- Physicians say lack of time is one of the leading obstacles they face regarding value-based care delivery, according to a study from the American Academy of Family Physicians (AAFP).
One-third of family physicians are actively pursuing value-based payment opportunities, confirmed the Humana-sponsored survey of 5,000 active AAFP members.
Another 19 percent are reportedly waiting it out until they have a clearer sense of what the broader value-based payment picture looks like. In the meantime, this 19 percent is indeed working to further develop their value-based competencies, stated AAFP.
Physicians reportedly are quite dubious about how value-based payments will affect care outcomes, confirmed AAFP. Time is a reported major hindrance when it comes to value-based care implementation efforts.
Sixty-nine percent of physicians said value-based payments will not advance patient care. Additionally, 59 percent believe value-based payments will increase their workloads without any clear patient advantage.
According to Humana’s press release, the AAFP’s research was completed “considering the urgency” of the Department of Health and Human Services’ “fast approaching” goal to tie 50 percent of fee-for-service Medicare payments to value-based payment models by 2018.
Additionally, the goal for next year – right around the bend, nonetheless – is to tie 30 percent of Medicare payments to quality and value via alternative payment models, such as accountable care organizations.
The healthcare industry aims for progress as 2016 nears
This goal is clearly a massive undertaking. Naturally, many big names in healthcare have been speaking out regarding how to reach such goals as the clock ticks onwards.
“We are pleased with the progress towards transforming our healthcare system into one that is better, smarter, and results in healthier people. But, there is more work to be done. The last five years have seen the most positive delivery system improvements in our nation’s history, and we are committed to accelerating that progress,” recently stated Patrick Conway, MD, MSc, Chief Medical Officer at the Centers for Medicare & Medicaid Services (CMS).

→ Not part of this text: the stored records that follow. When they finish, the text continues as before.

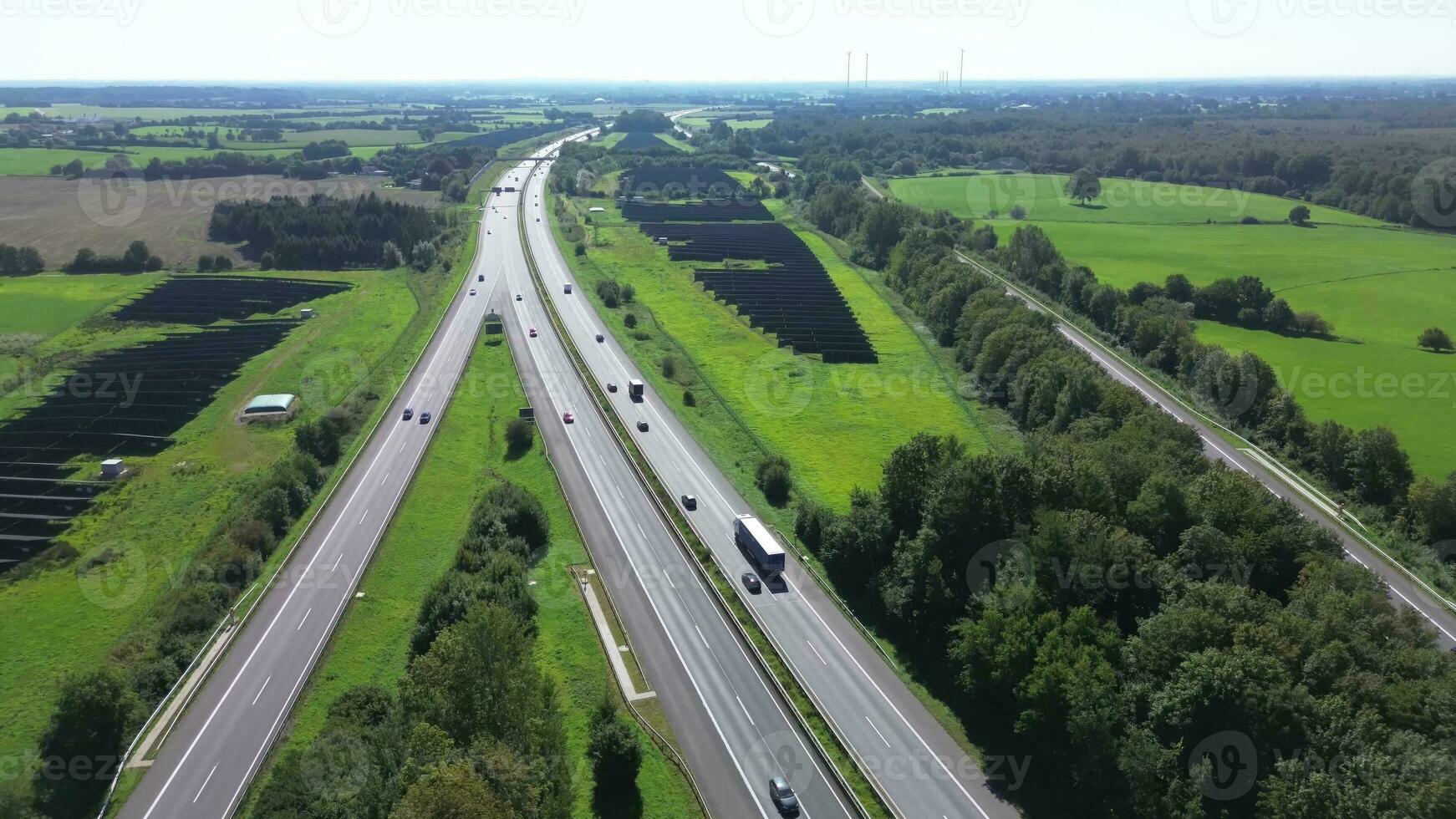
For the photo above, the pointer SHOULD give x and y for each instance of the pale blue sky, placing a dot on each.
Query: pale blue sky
(108, 41)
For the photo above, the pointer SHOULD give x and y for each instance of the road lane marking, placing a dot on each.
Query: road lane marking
(877, 730)
(261, 689)
(816, 652)
(204, 785)
(746, 710)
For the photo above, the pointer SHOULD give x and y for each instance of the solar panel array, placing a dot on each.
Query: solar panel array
(133, 400)
(794, 297)
(203, 300)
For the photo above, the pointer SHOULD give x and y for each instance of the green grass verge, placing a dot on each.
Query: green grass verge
(755, 396)
(370, 644)
(1377, 284)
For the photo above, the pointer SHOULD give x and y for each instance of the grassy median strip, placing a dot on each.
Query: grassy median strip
(804, 709)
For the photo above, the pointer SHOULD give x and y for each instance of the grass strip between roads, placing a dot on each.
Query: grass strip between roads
(846, 767)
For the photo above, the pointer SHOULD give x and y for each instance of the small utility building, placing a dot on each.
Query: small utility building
(270, 408)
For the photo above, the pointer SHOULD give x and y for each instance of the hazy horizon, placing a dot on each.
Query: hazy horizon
(727, 41)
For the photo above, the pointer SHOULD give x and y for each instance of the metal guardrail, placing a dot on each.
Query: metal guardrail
(659, 505)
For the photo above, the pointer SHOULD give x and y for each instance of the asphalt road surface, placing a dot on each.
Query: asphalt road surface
(1404, 589)
(734, 730)
(912, 758)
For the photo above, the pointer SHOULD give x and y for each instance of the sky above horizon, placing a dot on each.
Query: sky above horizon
(675, 41)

“We are dedicated to using incentives for higher-value care, fostering greater integration and coordination of care and attention to population health, and providing access to information that can enable clinicians and patients to make better-informed choices,” said Sylvia M. Burwell, HHS Secretary, last January regarding the timeline’s overview.
“We’re all partners in this effort focused on a shared goal,” said Douglas E. Henley, MD, AAFP’s Executive Vice president and Chief Executive Office, earlier this year. “Ultimately, this is about improving the health of each person by making the best use of our resources for patient good. We’re on board, and we’re committed to changing how we pay for and deliver care to achieve better health.”

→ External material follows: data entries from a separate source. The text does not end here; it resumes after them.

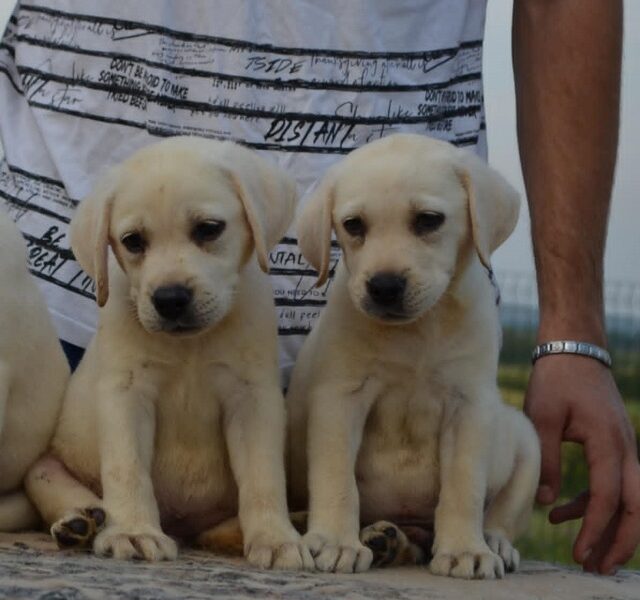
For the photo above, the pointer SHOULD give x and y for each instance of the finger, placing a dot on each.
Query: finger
(627, 533)
(594, 558)
(550, 471)
(571, 510)
(604, 496)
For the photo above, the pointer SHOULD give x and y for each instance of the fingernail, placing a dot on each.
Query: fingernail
(613, 570)
(545, 494)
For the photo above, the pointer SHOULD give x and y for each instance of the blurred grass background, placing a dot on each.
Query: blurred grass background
(544, 541)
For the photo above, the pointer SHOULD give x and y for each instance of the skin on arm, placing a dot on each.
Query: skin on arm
(566, 56)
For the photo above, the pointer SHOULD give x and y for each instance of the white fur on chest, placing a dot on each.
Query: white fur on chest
(191, 471)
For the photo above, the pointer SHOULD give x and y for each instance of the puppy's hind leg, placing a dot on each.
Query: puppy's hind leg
(17, 513)
(72, 511)
(510, 509)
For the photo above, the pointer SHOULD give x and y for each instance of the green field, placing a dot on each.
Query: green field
(544, 541)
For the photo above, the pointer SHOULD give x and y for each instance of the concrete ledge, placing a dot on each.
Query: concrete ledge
(31, 567)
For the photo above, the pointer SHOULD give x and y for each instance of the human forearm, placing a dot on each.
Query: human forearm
(567, 71)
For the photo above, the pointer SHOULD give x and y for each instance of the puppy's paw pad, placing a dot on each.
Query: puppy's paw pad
(349, 557)
(285, 551)
(78, 528)
(386, 542)
(479, 564)
(147, 544)
(501, 546)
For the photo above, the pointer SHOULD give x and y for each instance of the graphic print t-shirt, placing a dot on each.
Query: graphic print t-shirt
(85, 83)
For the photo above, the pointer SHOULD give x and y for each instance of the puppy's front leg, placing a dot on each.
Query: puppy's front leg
(459, 547)
(335, 427)
(255, 430)
(126, 427)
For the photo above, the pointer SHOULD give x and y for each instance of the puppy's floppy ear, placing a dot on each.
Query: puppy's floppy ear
(493, 204)
(268, 196)
(314, 224)
(90, 234)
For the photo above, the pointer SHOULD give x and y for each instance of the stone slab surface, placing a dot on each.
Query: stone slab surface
(31, 567)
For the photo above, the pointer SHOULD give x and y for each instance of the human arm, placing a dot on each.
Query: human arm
(567, 56)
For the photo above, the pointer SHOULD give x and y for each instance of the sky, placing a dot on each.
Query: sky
(622, 258)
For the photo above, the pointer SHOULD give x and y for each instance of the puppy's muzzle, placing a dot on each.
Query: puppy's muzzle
(172, 302)
(386, 290)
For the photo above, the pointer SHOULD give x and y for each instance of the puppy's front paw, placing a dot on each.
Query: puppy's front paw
(390, 545)
(284, 551)
(147, 542)
(471, 563)
(338, 556)
(503, 548)
(78, 528)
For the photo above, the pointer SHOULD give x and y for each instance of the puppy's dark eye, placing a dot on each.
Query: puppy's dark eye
(354, 226)
(207, 231)
(134, 242)
(426, 222)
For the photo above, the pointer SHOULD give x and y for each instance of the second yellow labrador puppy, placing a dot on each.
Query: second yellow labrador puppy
(174, 421)
(395, 410)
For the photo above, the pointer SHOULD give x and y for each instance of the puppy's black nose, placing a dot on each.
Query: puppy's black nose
(386, 289)
(172, 301)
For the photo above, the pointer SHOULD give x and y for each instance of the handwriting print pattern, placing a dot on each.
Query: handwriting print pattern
(83, 86)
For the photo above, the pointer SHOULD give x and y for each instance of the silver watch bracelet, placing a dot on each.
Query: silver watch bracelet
(571, 347)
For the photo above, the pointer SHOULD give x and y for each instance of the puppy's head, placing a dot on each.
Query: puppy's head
(407, 211)
(182, 217)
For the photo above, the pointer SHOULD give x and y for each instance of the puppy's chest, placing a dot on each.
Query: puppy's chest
(191, 465)
(398, 464)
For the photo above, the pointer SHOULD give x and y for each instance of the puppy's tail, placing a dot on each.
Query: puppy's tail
(17, 513)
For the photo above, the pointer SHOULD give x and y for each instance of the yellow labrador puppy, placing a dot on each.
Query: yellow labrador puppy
(33, 375)
(174, 421)
(394, 408)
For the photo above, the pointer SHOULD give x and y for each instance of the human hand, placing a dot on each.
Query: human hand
(573, 398)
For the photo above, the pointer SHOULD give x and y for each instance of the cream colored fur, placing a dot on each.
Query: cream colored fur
(163, 427)
(397, 415)
(33, 374)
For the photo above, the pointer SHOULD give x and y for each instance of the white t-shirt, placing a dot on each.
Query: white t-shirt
(84, 83)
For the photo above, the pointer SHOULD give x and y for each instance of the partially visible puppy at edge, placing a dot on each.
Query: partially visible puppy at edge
(395, 414)
(174, 422)
(33, 376)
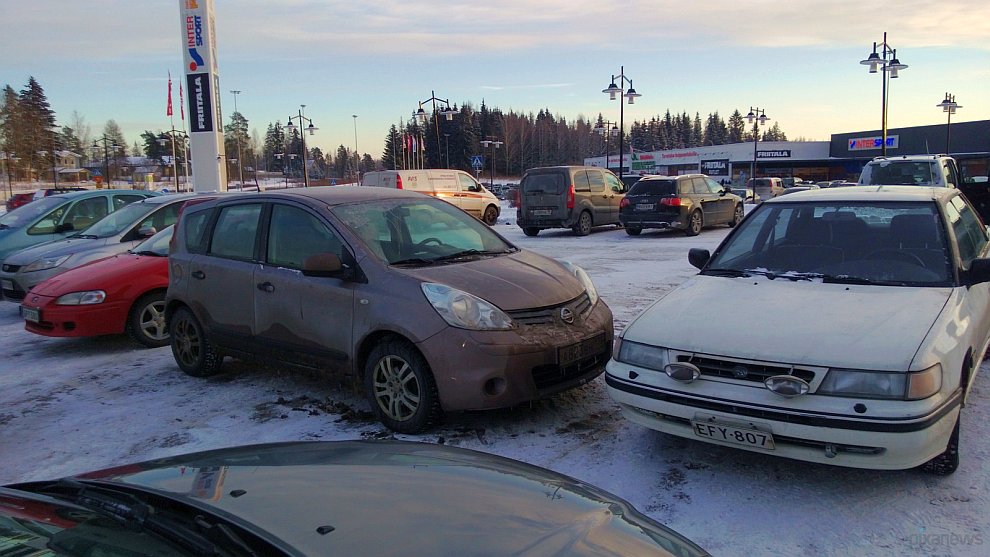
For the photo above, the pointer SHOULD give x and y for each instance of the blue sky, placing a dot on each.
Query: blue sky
(798, 59)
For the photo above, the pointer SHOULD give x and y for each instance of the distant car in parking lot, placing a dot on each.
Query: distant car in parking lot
(688, 202)
(879, 303)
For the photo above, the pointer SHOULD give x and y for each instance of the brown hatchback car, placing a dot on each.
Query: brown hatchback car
(422, 304)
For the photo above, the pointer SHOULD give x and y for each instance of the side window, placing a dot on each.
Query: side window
(467, 183)
(194, 225)
(85, 212)
(236, 230)
(125, 199)
(596, 181)
(580, 182)
(613, 183)
(296, 235)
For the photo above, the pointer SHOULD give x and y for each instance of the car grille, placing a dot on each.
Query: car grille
(579, 306)
(743, 371)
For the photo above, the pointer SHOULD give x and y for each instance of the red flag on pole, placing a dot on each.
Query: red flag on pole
(168, 111)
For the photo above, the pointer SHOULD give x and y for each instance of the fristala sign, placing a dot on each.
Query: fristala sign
(198, 85)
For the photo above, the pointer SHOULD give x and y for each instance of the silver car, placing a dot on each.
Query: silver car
(116, 233)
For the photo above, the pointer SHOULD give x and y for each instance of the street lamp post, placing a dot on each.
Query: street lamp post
(758, 117)
(614, 90)
(447, 111)
(887, 62)
(494, 145)
(606, 129)
(237, 137)
(949, 107)
(311, 128)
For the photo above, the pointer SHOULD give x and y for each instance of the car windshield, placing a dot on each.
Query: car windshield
(157, 244)
(23, 216)
(900, 173)
(883, 242)
(120, 220)
(420, 231)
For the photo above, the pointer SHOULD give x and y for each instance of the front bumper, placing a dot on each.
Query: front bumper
(477, 370)
(827, 438)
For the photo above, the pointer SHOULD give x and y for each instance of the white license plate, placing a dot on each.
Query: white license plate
(31, 314)
(736, 435)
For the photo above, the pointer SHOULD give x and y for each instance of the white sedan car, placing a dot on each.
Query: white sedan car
(841, 326)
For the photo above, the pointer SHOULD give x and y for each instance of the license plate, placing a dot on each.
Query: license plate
(737, 435)
(31, 314)
(580, 350)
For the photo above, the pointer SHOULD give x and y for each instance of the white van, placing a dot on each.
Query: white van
(453, 186)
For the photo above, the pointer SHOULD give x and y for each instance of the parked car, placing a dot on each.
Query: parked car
(911, 170)
(318, 498)
(575, 197)
(113, 234)
(58, 216)
(688, 202)
(119, 294)
(426, 307)
(453, 186)
(879, 306)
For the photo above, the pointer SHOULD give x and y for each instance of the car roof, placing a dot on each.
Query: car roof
(869, 193)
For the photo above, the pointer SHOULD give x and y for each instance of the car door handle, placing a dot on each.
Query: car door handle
(266, 287)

Key findings from AAFP’s research study
- Family physicians have contracts with a substantial number of health plans. Sixty-one percent of family physicians receive payment from seven or more health plans, and of that 38 percent receive payment from 10 or more.
- A substantial proportion of family physicians remain uninformed regarding value-based payments. One in four don’t know or are not sure of their practice’s status or current strategy toward value-based payments, and 32 percent don’t know if value-based payment models are available in their market. Among those participating in value-based payments, 33 percent didn’t know how the payments were being distributed within their practices (e.g., administration, physicians).

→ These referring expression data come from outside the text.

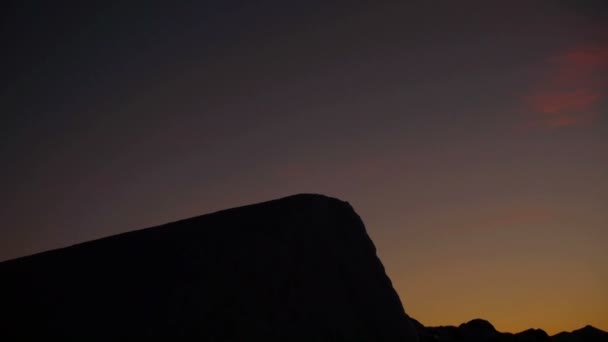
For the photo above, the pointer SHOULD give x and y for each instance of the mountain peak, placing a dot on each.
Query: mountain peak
(300, 268)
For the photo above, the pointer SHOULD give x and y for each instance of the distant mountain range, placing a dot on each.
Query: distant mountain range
(479, 330)
(301, 268)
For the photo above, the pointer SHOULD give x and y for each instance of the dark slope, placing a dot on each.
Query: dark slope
(479, 330)
(300, 268)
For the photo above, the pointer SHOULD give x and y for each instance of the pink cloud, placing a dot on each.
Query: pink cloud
(570, 91)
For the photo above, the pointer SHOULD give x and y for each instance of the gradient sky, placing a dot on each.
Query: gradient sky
(471, 136)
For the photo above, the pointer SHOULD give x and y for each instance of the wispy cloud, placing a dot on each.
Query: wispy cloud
(570, 91)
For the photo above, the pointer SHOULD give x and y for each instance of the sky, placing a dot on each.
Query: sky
(470, 136)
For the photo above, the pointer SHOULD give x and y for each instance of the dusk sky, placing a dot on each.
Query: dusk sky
(470, 136)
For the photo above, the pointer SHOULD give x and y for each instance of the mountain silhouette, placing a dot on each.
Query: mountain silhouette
(479, 330)
(301, 268)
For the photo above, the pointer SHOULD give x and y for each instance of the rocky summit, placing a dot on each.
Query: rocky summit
(301, 268)
(479, 330)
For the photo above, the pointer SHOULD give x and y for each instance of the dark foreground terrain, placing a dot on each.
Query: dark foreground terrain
(479, 330)
(300, 268)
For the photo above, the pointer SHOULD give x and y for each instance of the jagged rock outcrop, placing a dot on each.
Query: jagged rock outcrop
(300, 268)
(479, 330)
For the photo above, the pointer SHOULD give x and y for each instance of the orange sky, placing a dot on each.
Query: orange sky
(470, 136)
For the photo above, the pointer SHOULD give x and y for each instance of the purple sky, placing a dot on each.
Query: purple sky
(471, 136)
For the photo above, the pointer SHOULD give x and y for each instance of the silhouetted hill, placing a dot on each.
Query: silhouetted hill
(479, 330)
(301, 268)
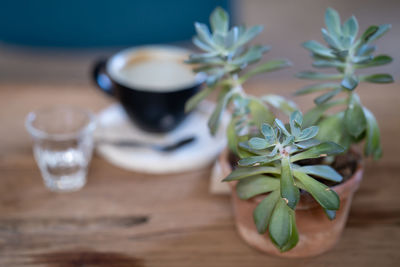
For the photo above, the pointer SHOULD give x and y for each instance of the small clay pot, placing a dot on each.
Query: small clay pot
(317, 234)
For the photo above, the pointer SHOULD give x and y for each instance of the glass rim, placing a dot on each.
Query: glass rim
(40, 134)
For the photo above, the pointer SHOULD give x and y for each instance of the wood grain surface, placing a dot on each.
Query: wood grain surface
(123, 218)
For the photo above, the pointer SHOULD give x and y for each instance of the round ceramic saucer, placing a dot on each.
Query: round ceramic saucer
(114, 124)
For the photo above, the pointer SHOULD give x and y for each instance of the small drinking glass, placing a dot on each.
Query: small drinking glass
(63, 145)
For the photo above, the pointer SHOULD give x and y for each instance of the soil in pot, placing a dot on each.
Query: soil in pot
(317, 233)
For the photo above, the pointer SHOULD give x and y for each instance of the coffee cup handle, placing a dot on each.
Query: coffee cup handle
(101, 77)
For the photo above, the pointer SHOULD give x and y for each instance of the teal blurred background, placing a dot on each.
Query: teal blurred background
(99, 23)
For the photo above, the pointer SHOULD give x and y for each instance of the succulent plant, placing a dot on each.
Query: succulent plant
(347, 55)
(225, 56)
(271, 168)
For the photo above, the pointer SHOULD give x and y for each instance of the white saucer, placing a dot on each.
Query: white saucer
(114, 124)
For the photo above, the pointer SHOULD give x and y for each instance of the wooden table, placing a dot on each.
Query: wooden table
(123, 218)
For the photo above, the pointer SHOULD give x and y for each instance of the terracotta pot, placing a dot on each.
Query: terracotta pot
(317, 234)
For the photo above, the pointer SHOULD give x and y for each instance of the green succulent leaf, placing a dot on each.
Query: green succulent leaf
(327, 96)
(350, 82)
(280, 224)
(294, 235)
(244, 172)
(322, 150)
(308, 143)
(308, 133)
(289, 192)
(323, 63)
(255, 185)
(372, 144)
(323, 171)
(232, 136)
(374, 32)
(354, 118)
(262, 213)
(258, 143)
(376, 61)
(249, 161)
(377, 78)
(324, 195)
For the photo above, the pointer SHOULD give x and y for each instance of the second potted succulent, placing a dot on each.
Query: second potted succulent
(292, 184)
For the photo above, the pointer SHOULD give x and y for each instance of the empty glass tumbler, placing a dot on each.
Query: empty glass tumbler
(63, 145)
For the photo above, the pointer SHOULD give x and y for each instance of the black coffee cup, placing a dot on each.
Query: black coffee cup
(151, 82)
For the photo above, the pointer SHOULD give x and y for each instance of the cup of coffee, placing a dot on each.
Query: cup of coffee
(152, 83)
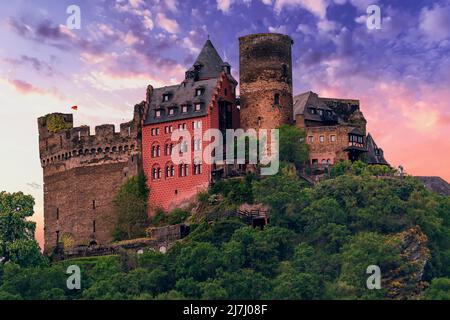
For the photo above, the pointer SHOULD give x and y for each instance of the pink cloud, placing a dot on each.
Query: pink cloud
(410, 124)
(25, 87)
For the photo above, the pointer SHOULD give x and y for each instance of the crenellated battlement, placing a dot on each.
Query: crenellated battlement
(83, 169)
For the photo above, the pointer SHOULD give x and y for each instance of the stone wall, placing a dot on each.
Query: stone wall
(327, 150)
(265, 71)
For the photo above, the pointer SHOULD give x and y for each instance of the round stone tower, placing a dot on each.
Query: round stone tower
(266, 80)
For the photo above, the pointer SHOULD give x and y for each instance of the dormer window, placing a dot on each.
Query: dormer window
(199, 92)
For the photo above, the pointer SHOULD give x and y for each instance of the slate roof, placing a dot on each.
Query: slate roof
(209, 61)
(374, 154)
(207, 69)
(180, 95)
(303, 102)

- The necessary time commitment is a major concern among physicians. More than 90 percent of physicians surveyed indicated lack of staff time as a barrier to implementing value-based care delivery.
- Health information technology investment and necessary resources to report, validate and support data affects practice sustainability. Eighty-seven percent of practices said they will have to make substantial investments in health information technology to be successful in a value-based payment model. In addition, 81 percent provided that lack of resources to support reporting, validation and use data also impacts their practice’s sustainability.
Physicians list their top 5 value-based payment model success factors
- Practice sustainability – 92 percent
- Clinical outcomes – 91 percent
- Physician and staff morale – 87 percent
- Coordination of patient care – 86 percent
- Cost savings for physician’s practice – 84 percent
“The results of this study tell us that physicians are genuinely concerned about the time needed to transition to value-based payment and want to ensure that their efforts translate to care improvement,” said Roy A. Beveridge, MD, Humana’s Chief Medical Officer, in relation to the aforementioned findings.
“The health care industry would benefit from improving its understanding of physician needs and how they can best alleviate burdens. Partnering with the AAFP through this study gives us an understanding of the unique needs of the family physician to accelerate their journey to value and realize improved care outcomes.”
“It is encouraging to see that many physicians are moving toward value-based payment, but what’s clear from this study is that there is significant work to be done,” stated Wanda Filer, MD, MBA, AAFP President.
“Accelerating the adoption of value-based payment will require a commitment from physicians and health plans to share in the responsibility of delivering value-based payment.”